Justin Gatlin in June at Hayward Field in Eugene, Oregon, after running 19.57 to win the 200 at the U.S. nationals // Getty Images
“That’s what everyone is waiting to see,” Maurice Greene, the Sydney 2000 100 gold medalist, said Friday.
Here in Beijing as a television commentator, Greene added, referring to Bolt, “How prepared is he? Because you know Justin is prepared.”
That 2006 test was Gatlin’s second go-around with the doping authorities; he would end up being banned for four years. The first test came in 2001. Because the facts and circumstances of both tests have been not just under-reported but thoroughly misunderstood, Gatlin has become to many with an interest in track and field something like Public Enemy No. 1 — particularly when compared, as he often is, to the larger-than-life Bolt.
The British press in particular has been given to depicting the races here in Beijing as a clash of “good versus evil.”
In March, the Telegraph, one of Britain’s leading dailies, called Bolt a “superhero.” A few days ago, the same newspaper included Gatlin on a list of what it called “the most hated sportsmen in the world,” a “sport-by-sport breakdown of the most loathsome individuals.”
At a news conference Thursday, Bolt was asked if he was the “savior” of track and field. He said, speaking generally, not referring to Gatlin, “People are saying I need to win for the sport. But there’s a lot of other athletes out there running clean, and who have run clean throughout their whole careers. I can’t do it by myself. It’s a responsibility of all the athletes to take it upon themselves to save the sport and go forwards without drug cheats.”

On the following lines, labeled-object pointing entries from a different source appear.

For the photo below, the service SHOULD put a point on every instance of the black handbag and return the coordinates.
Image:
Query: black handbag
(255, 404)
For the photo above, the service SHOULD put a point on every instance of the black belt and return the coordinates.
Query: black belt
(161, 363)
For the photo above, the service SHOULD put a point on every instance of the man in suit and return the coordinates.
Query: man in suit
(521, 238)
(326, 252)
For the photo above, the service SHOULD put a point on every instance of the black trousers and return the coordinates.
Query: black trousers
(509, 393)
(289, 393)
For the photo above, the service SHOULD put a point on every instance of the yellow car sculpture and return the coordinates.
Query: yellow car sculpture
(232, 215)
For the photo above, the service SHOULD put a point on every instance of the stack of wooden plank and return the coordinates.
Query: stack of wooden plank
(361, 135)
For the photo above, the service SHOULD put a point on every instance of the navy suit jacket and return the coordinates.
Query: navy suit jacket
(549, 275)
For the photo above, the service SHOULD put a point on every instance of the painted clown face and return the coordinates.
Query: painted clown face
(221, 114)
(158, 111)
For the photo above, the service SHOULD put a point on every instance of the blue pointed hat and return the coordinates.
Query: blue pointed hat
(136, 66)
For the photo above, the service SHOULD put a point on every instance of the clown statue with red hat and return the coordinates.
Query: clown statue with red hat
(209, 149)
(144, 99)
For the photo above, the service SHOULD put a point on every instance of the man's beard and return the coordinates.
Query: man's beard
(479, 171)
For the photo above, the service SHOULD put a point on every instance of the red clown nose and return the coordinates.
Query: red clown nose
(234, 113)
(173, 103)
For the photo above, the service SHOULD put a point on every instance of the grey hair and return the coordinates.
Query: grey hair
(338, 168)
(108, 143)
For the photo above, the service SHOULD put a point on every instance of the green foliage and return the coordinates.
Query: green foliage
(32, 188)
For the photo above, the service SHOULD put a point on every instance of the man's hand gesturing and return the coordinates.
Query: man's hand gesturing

The curious thing is that Justin Gatlin is the farthest thing from loathsome. As Greene said, referring to both Bolt and Gatlin, “Take out everything that has to do with sports. They’re both good guys.” David Oliver, the U.S. 110-meter hurdles standout, said about Gatlin, “I’m rooting for him and I hope he does well.”
Gatlin comes from a strong family. His father, Willie, served with distinction for more than 20 years in the U.S. military, a Vietnam veteran, and the son wears the red, white and blue national uniform with pride. Justin Gatlin is great with kids and with track and field fans. When he got tagged in 2006, his first instinct was to cooperate with the federal government in its BALCO investigation, which he did extensively. Since coming back to the sport five years ago, he has not tested positive, and be assured that he is a marked man.